Selected cases from the author’s institution evaluated with commercially available perfusion analysis software designed to identify areas of mismatch (RAPID CTP™, iSchemaView, Palo Alto, CA). Given that time serves imperfectly to select patients for recanalization therapy, automated analysis of brain perfusion maps effectively identifies patient likely to benefit from recanalization therapy beyond standard time windows. The color-coded mapping of brain regions with low flow (green color; defined as perfusion time-to-peak greater than 6 seconds) and with probable infarction (pink color; defined as cerebral blood flow < 30% the contralateral value).

About 30 minutes after the t-PA bolus, while the remainder of the dose was infusing, the patient suddenly grabbed her head and complained of severe headache.
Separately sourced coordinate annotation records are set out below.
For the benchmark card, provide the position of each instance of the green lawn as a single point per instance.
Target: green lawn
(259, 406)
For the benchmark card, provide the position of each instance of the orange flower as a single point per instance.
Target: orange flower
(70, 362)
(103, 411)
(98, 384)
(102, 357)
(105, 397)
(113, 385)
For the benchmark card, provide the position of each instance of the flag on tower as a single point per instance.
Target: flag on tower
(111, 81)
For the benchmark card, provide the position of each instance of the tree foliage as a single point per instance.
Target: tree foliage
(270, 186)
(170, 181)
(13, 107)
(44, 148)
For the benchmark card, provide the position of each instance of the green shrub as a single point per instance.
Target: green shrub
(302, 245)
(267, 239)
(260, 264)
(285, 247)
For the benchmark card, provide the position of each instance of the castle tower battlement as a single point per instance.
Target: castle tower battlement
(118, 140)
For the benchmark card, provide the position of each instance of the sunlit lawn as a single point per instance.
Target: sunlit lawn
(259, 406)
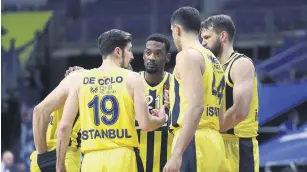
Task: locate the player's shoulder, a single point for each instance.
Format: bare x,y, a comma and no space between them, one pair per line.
243,62
133,76
189,56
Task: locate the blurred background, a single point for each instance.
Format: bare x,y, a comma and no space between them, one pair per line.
42,38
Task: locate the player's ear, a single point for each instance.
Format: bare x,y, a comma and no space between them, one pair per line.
168,57
118,52
177,29
223,36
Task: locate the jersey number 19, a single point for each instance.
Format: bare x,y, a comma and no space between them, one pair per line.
108,106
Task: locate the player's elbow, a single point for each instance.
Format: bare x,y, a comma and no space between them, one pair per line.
144,126
198,109
36,112
64,129
241,114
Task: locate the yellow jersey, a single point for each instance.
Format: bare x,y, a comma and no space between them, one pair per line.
106,110
52,131
249,126
213,85
155,147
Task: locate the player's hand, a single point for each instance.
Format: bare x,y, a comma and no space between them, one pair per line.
173,164
71,69
166,98
61,169
160,113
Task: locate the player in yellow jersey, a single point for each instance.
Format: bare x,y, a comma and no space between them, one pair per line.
109,99
240,121
46,117
155,146
199,84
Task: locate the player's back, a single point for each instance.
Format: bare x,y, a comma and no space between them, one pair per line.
106,111
213,86
207,134
52,131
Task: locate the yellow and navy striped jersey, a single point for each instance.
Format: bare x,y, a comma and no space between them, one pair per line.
52,131
106,110
155,146
249,126
213,86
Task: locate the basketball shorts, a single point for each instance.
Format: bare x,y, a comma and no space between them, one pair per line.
242,154
113,160
47,161
204,153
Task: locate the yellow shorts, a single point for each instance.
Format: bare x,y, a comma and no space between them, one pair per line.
205,153
72,161
242,154
112,160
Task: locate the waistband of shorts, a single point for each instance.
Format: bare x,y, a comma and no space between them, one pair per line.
198,129
110,149
69,150
230,136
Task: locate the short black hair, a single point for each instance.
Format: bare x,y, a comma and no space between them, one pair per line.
160,38
220,23
111,39
188,18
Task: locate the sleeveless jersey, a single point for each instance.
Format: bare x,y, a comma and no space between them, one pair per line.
52,131
106,109
213,86
155,147
249,126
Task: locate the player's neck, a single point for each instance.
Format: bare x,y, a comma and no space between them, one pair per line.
189,40
109,64
226,53
154,78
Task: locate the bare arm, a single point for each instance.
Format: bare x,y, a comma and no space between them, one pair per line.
146,121
65,127
41,113
189,65
242,74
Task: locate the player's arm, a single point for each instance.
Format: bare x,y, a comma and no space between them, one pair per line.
65,127
146,121
41,113
242,74
189,65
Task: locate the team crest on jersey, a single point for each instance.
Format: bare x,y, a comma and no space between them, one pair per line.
166,86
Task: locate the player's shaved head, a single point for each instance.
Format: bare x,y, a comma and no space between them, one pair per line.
111,39
188,18
220,23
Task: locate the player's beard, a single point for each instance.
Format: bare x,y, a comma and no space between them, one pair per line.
216,49
129,67
152,70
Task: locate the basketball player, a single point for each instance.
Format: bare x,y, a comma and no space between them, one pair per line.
46,118
240,121
155,147
199,85
110,98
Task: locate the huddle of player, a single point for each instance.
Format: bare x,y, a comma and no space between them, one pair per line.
155,121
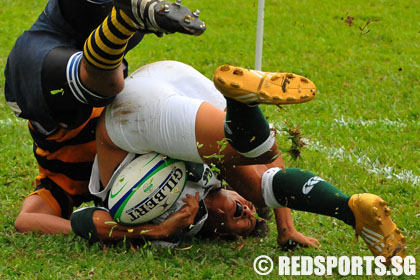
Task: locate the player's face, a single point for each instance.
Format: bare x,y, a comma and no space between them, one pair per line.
236,214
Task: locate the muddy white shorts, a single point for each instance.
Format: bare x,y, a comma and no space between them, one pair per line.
157,110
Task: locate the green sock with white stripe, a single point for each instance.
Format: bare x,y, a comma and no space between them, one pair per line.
302,190
246,127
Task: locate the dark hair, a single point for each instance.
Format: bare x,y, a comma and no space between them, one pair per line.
260,230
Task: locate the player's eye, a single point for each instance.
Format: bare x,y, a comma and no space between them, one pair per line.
238,211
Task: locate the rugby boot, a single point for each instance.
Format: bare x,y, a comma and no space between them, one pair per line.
375,226
160,16
257,87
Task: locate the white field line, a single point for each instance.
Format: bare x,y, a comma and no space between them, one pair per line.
371,166
347,122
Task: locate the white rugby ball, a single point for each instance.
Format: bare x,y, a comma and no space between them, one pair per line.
146,188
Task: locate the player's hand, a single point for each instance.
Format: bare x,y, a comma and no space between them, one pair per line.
184,217
289,240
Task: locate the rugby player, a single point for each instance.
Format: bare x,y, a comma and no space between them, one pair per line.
170,108
60,75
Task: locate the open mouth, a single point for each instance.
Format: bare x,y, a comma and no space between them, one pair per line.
239,209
Fearing an intracerebral hemorrhage, a non-contrast head CT was done immediately; no hemorrhage was found. At that point, the Neurologist realized the patient had grabbed her head with the previously plegic left arm. The sudden headache indicated successful reperfusion. She went on to make a nearly complete recovery. Her wedding was held as scheduled, and she went on to return to her job and have children.
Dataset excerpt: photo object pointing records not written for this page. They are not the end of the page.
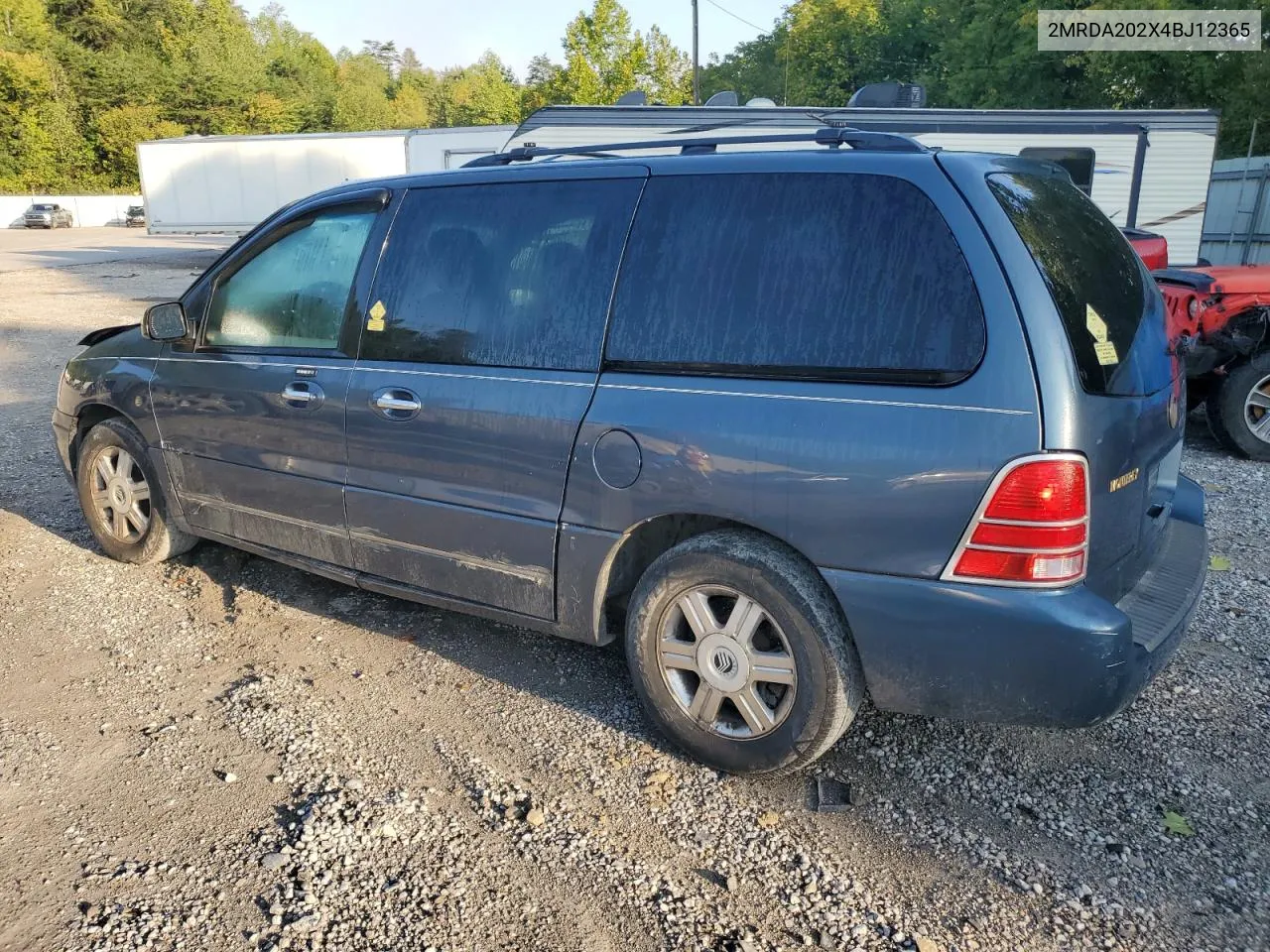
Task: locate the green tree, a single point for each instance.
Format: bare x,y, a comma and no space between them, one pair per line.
480,94
118,132
604,59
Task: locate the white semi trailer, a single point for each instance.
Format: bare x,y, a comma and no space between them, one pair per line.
230,182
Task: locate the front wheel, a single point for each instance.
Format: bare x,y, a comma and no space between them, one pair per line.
121,498
1238,409
739,654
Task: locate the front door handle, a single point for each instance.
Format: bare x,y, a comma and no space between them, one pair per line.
397,403
303,395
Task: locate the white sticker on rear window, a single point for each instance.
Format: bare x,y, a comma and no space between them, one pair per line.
1102,348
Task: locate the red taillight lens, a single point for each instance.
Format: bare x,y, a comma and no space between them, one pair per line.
1017,566
1040,492
1030,537
1034,527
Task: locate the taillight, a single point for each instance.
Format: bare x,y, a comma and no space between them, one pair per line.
1033,526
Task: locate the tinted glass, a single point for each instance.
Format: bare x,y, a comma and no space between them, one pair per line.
795,275
293,294
1078,163
502,276
1109,304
The illustrative case presented here is real and emphasizes the reason we do acute stroke therapy. Stroke practitioners know what it feels like to drive home late at night after saving a patient with t-PA or thrombectomy. We know that feeling is truly amazing and unlike much of anything else we do in Neurology. Deciding to give thrombolysis is hard, maybe among the most difficult treatment decisions in medicine, given the risks involved and the compressed time frame available. It takes a team, and it has been my very great honor to work with several teams, both clinical and research. But for some of us, our work involved more than giving t-PA, and certainly my colleagues who performed the NINDS Trial, also worked in a manner that could be characterized as pioneering. In the 1990’s, when there was no treatment for stroke and thrombolysis was considered dangerous, giving t-PA was akin to being a test pilot: the assignment was to take a brand-new machine up into the air for the first time to find out if it would crash and burn. We NINDS Investigators were honored to be allowed to study a drug that many thought too dangerous for safe human use. We invented new systems of care and created totally new concepts, like Code Stroke. I hope many more students, residents and Fellows stay interested in that pioneering part of Vascular Neurology, the test pilot part. In medical research, it is our honor to be allowed to ignore the established dogma, so that we can create something new that did not exist before. We are honored by funding agencies who support our work. We are honored by our patients and their families, who allow us to enroll them into our trials. Throughout, it has been my profound honor to work on this most significant medical advance called thrombolysis, to work with amazing clinical and research teams, and it has been my profound honor to receive the Feinberg award.